The first time any of my grandchildren heard me read Violet’s Vision out loud, I was very nervous. What if they think it’s silly or stupid? Brandon and Brittany, my daughter’s children, were visiting for a day and they had asked me to read the story to them. As they settled themselves in for listening, my heart was racing. I took big deep breathe. I felt like I was about to face my worst fear. And, so I read.
Brandon (10 years old at the time) exclaimed “Gramma, I saw pictures in my mind the whole time. You used such juicy words!” And then Brittany (8 years old at the time) sat up straight in her chair, folded her hands neatly in her lap with utmost propriety, and said “Now, Gramma, we are going to appreciate you!” Whew.

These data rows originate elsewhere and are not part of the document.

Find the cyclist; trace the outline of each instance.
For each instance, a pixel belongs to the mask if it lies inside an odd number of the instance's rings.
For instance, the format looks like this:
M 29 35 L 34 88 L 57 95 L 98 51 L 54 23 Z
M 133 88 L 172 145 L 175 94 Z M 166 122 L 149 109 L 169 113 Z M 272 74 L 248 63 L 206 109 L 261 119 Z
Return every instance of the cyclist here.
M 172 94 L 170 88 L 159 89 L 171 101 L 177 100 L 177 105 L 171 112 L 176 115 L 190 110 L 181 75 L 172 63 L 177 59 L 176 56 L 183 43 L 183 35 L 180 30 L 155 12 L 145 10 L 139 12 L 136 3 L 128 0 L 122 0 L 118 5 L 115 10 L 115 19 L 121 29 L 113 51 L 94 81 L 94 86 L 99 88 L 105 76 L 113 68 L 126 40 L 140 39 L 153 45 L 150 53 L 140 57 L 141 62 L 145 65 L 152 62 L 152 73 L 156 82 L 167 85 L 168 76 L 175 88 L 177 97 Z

I passed the test of the critics I feared the most – those closest to me.
Then Brandon said, “Gramma, I am excited about having the book in our school library and having our teacher read it to my class. I sure want to be the illustrator!” I had an epiphany experience in that moment. I saw it immediately and I felt awed by the idea of connecting with my grandchildren in this way. I had approached a couple of professional illustrators over the years, but those relationships hadn’t panned out. So, it struck me, No wonder it took me ten years to bring Violet to press. My grandchildren had to grow up, so they could be the illustrators!
In that split-second epiphany moment I saw flash backs of times I honored my intuition in the writing process. There were times I felt literally guided to move Violet onto a back burner, sometimes even off the stove completely and onto a shelf. I felt blessed with the gift of seeing the wisdom of my guidance, how it plays out in the divine scheme of things when I get myself out of the way and trust the process.
While Brandon and Brittany were drawing pictures that afternoon, we agreed to invite their cousins to join in the project. A few months later I spent a holiday with my son and his family. Whitney, Heather, Scott, and Michael were quite delighted with Violet and the idea of drawing pictures for the book. However, there were two obstacles, in my enthusiasm, I didn’t expect. First that they would be held back by their consideration about not being good enough at drawing, and secondly that over time they would be so busy with school and their extracurricular activities that they would have a hard time finding the time to draw illustrations.
It occurred to me that this, yet again, is part of the process. What I learned was that I needed to let go of my attachment to the result – back to my initial insight about trusting the process. I was not willing to have any sense of pressure or obligation associated with this book. Over time, the pieces continued to come together, in their own time and pace.
And so it is that the sons and daughters of my son and daughter are the illustrators of Violet’s Vision.